Die Firma Wiesenhof wirbt vollmundig mit
gesunden Hühnern und weitgehenden Kontrollen bei der
Hühnerhaltung, angefangen bei der Haltung der Elterntiere, die
die eigentlichen Masthühner hervorbringen. Videoaufnahmen aus
einer solchen Elterntierfarm in Twistringen zeigen jedoch die traurige
Wahrheit: schwer verletzte Hühner, die auf ihrem eigenen Kot
liegen und tote Tiere im Stall. Brutal werfen Betreuer und Impftrupps
einzelne Hühner aus großer Höhe in Kisten.
Auch diese Behältnisse mit den lebenden Tieren werden getreten
und geworfen. Dokumentiert wurde auch, wie ein Betreuer Hühner
hin und herschleudert, um ihnen das Genick zu brechen. Dies sind
allesamt schwere Verstöße gegen das
Tierschutzgesetz. Auch das Unternehmen Wiesenhof (PHW-Gruppe)
räumt inakzeptable Zustände ein und kündigt
neben personellen Konsequenzen zusätzliche Kontrollen an.

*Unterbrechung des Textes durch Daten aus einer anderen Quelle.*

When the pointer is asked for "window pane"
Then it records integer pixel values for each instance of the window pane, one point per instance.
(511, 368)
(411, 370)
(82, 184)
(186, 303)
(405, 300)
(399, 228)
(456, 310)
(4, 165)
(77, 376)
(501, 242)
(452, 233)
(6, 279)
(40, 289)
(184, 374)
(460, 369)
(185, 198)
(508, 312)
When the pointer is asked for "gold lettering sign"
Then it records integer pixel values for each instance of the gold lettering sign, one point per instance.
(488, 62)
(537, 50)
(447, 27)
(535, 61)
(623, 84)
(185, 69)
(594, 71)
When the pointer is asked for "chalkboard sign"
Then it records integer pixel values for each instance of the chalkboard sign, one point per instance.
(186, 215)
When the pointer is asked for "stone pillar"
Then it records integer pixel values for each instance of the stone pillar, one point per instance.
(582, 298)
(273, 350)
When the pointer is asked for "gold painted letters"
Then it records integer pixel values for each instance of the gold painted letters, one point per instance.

Wolfgang Apel, Präsident des Deutschen
Tierschutzbundes, dazu: „Der Name
‚Wiesenhof’ suggeriert heile Welt, aber das
Gegenteil ist der Fall, besser hieße es: Qualhof. Es ist
klar, dass eine Intensivhaltung der Hühner systemimmanente
Tierquälereien mit sich bringt, die auch eine noch so gute
Kontrolle nicht verhindert. Vorstandschef Wesjohann darf diesen Vorfall
nicht auf angeblich versagende Mitarbeiter abschieben.“
Masthühner
und Elterntiere leiden aufgrund der Zucht auf schnelles Wachstum unter
schmerzhaften Beinschäden. Die Tiere können zum Teil
kaum mehr laufen. Aufgrund der immer schmutziger werdenden Einstreu
entstehen schmerzhafte Entzündungen und Geschwüre an
den Fußballen. Darüber hinaus werden Elterntiere,
damit sie nicht so schwer werden, restriktiv gefüttert und
hungern. Die Zucht und die Haltung in den Intensivstallanlagen sind
bereits im Grundsatz ein Verstoß gegen das Tierschutzgesetz.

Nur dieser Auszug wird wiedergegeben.